Politique

Guerre inutile entre le BR et l’UPR à Glo-Djigbé : Les dessous d’un blocage politique paradoxal

Alors que les résultats des communales de 2026 donnent clairement l’avantage au Bloc Républicain (BR) dans l’arrondissement de Glo-Djigbé, l’installation du chef d’arrondissement tarde à se concrétiser et c’est le CA d’Akassato qui assure l’intérim. Une situation qui interroge et révèle les tensions internes au sein même de la mouvance présidentielle.

Une victoire électorale qui ne suffit pas

À l’issue des élections communales de janvier 2026, le paysage politique béninois s’est resserré autour de deux formations majeures : le Bloc Républicain (BR) et l’Union Progressiste le Renouveau (UPR), seuls partis à avoir franchi le seuil électoral et à se partager l’ensemble des sièges.Dans la commune d’Abomey-Calavi, et particulièrement à Glo-Djigbé, le BR a réussi à tirer son épingle du jeu en remportant l’arrondissement avec deux conseillers, contrairement à la domination globale de l’UPR dans la commune. Logiquement, cette victoire devrait lui conférer la main sur la désignation du chef d’arrondissement.Mais sur le terrain, la réalité est tout autre.

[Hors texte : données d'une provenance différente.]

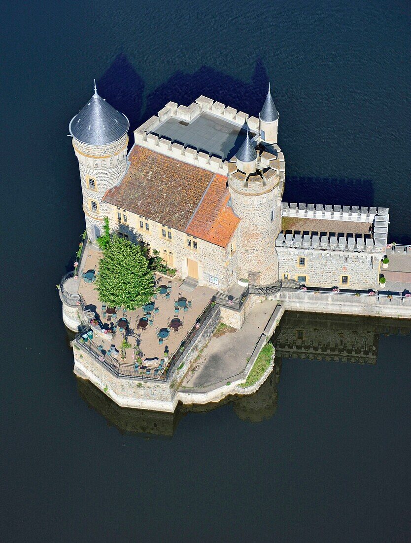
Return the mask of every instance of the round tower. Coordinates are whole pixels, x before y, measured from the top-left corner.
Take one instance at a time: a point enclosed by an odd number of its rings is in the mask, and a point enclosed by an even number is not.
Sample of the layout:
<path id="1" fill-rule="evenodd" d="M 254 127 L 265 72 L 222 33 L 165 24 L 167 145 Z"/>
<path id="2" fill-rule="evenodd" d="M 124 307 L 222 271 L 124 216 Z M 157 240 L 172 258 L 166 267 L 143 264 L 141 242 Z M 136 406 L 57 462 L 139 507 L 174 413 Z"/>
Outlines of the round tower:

Le principe de la «gouvernance collégiale» en question

Le premier facteur explicatif de ce blocage réside dans les accords politiques entre les deux partis alliés de la mouvance. En effet, l’UPR a officiellement défendu une approche basée sur la gouvernance collégiale, visant à partager les responsabilités locales afin de préserver les équilibres politiques.Dans ce contexte, la désignation des chefs d’arrondissement ne repose pas uniquement sur les résultats locaux, mais aussi sur des négociations politiques à un niveau supérieur. Autrement dit, gagner un arrondissement ne garantit pas automatiquement le contrôle total de son exécutif.Cette logique, pensée pour éviter les frustrations et maintenir la cohésion, devient paradoxalement une source de tensions sur le terrain malheureusement.

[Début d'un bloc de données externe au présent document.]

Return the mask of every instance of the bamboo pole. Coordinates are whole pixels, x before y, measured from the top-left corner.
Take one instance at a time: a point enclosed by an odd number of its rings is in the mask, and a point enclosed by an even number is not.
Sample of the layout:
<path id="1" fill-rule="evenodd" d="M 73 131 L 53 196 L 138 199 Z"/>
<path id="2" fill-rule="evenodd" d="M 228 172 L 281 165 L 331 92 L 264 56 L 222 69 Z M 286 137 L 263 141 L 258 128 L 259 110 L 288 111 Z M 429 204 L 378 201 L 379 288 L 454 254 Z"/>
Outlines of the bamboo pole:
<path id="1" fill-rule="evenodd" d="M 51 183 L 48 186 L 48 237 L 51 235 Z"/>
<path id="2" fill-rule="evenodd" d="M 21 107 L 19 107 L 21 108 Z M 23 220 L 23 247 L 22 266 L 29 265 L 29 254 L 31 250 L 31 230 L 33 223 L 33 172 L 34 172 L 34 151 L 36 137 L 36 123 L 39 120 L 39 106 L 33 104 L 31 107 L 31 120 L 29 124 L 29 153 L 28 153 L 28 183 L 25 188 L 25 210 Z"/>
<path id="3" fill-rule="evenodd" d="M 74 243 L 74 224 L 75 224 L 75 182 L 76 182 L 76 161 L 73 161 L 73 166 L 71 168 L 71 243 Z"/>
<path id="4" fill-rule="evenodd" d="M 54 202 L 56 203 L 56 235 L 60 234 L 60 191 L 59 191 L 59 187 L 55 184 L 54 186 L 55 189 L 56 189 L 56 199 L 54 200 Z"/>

Rivalités locales et enjeux de positionnement

Au-delà des textes, la situation à Glo traduit surtout une lutte d’influence entre acteurs locaux. Derrière les partis, ce sont des personnalités, des ambitions et des réseaux qui s’affrontent.Plusieurs éléments peuvent expliquer le blocage. Après enquête de votre journal, les désaccords s’observent surtout sur le choix du candidat au poste de chef d’arrondissement. Qu’il vous souvienne que cette victoire n’est rien d’autre celle d’un ancien dissident de l’UPR. Aussi, on peut noter des rivalités internes au BR lui-même, entre élus et leaders locaux. Peut s’ajouter la volonté de l’UPR de peser malgré sa lourde défaite locale, en s’appuyant sur sa majorité communale. Ce cocktail crée une situation de blocage où aucun camp ne veut céder, au risque de retarder le fonctionnement normal de l’administration locale.

Un précédent lourd de tensions

Glo-Djigbé n’en est pas à sa première crise malheureusement. La suspension d’un précédent chef d’arrondissement en 2025 avait déjà révélé des divergences profondes sur la gestion locale et le respect des procédures.Ce passif alimente aujourd’hui la méfiance entre acteurs et complique davantage les compromis politiques.

Une contradiction au sommet de la mouvance

Ce bras de fer apparaît d’autant plus surprenant que le BR et l’UPR appartiennent à la même mouvance présidentielle, qui contrôle l’essentiel des institutions nationales et locales.Au niveau national, ces deux partis gouvernent ensemble avec une majorité écrasante. Mais au niveau local, cette alliance se fissure sous le poids des intérêts particuliers.

Une « guerre inutile » aux conséquences réelles

Ce blocage n’est pas sans conséquences :le retard dans la mise en place de l’administration locale, suivi du frein aux projets de développement de l’arrondissement. Sans compter la perte de confiance des populations envers les élus. En somme, une bataille politique qui semble déconnectée des priorités des citoyens.

Quelle issue ?

La sortie de crise passe nécessairement par un arbitrage clair au niveau des états-majors politiques. Que le verdict des urnes soit respecté pour préserver la crédibilité du processus électoral.Enfin, un compromis local doit être trouvé afin de relancer rapidement la gouvernance locale. Nous pouvons alors conclure que ce blocage autour de l’installation du chef d’arrondissement à Glo-Djigbé illustre les limites d’une alliance politique lorsque les intérêts locaux prennent le dessus. Entre logique électorale et calculs stratégiques, le BR et l’UPR donnent l’image d’une rivalité fratricide.Une « guerre inutile », en effet, dont les premières victimes restent les populations, en attente d’une gouvernance efficace et apaisée.